Sous les coups de boutoir de l’ubérisation, les entreprises en 2030 seront en effet entièrement fondées sur la culture du client et du service. Dans cette optique, les talents vendront leurs compétences à de nombreuses entreprises : multi-casquette, multi-employeur, ils partageront leur vie professionnelle entre plusieurs projets. Cette nouvelle conception du travail aura un impact important sur les managers, qui travailleront uniquement en mode projets et devront réunir les meilleures ressources en personnel, internes ou externes, pour les mener à bien. Allons même plus loin : les entreprises n’auront plus de collaborateurs permanents – en dehors de coordinateurs dont le rôle sera justement de dénicher les ressources nécessaires à chaque projet – mais s’appuieront uniquement sur des talents en fonction des besoins.
Le collaborateur sera avant tout un client
Enfin, en 2030, votre collaborateur, qu’il soit salarié ou prestataire, sera devenu votre client ! C’est pour moi d’autant plus une évidence que nous avons déjà adopté cette perspective chez EasyVista.
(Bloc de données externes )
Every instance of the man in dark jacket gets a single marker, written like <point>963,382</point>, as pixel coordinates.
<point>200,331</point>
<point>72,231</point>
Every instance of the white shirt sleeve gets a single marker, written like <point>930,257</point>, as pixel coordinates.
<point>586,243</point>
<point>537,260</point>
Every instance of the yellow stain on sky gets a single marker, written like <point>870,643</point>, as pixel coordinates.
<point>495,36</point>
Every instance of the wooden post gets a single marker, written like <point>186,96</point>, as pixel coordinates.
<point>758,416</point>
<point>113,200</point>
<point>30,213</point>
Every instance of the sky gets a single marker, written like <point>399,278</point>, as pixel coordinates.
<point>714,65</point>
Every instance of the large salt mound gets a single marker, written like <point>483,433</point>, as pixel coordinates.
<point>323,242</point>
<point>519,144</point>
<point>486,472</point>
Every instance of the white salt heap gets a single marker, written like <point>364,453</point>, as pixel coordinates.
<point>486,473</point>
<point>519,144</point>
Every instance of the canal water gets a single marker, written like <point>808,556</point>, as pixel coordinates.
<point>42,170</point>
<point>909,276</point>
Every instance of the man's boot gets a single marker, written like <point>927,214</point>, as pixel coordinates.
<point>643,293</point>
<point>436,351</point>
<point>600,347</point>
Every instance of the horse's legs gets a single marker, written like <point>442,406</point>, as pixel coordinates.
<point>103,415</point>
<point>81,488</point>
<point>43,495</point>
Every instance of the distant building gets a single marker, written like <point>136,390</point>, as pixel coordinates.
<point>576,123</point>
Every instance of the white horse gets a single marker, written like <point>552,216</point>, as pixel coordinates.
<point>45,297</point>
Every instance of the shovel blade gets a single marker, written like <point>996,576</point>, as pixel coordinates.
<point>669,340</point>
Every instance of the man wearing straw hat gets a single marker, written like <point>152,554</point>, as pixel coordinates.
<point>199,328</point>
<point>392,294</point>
Si vous ne lui fournissez pas la qualité de service qu’il est en droit d’attendre – en termes d’outils, de communication, de process –, il ne souhaitera pas travailler avec vous ou, en tout cas, il ne restera pas chez vous. Les talents collaboreront avec une entreprise-projet uniquement s’ils y trouvent les valeurs et les méthodes de travail qui correspondent à ce qu’ils recherchent. Pourquoi en effet accepteraient-ils dans leur travail ce qu’ils refusent quand ils sont en position de clients ?
Si elles souhaitent réussir, ou même simplement encore exister à l’horizon 2030 – autant dire demain ! – les entreprises doivent dès aujourd’hui comprendre, accepter et implémenter ces changements de paradigme.
Biographie
Jamal Labed est le co-fondateur et directeur général d’EasyVista, éditeur français de logiciels présent en Europe et en Amérique du Nord, dans le domaine de l’IT Service Management et des Saas Business Apps. Entrepreneur, il a, précédemment, créé et revendu, deux start-up, SIGHT International et Echo Soft Technologies, respectivement spécialisées dans la formation informatique et l’édition de logiciels.
Engagé dans les causes professionnelles d’intérêt général, il a fait de l’essor du numérique français et de la création d’opportunités d’emplois dans le 93, son cheval de bataille. Depuis 2012, Jamal Labed assure la présidence de l’AFDEL (L’Association Française des Éditeurs de Logiciels et Solutions Internet), la 1ère organisation représentant l’édition de logiciels en France avec plus de 350 membres. L’AFDEL a pour objectif principal de faire entendre la voix des éditeurs de logiciels auprès des instances concernées.
Diplômé de Sup de Co Rouen, Jamal Labed a été fait Chevalier de la Légion d’honneur en 2013 par Fleur Pellerin.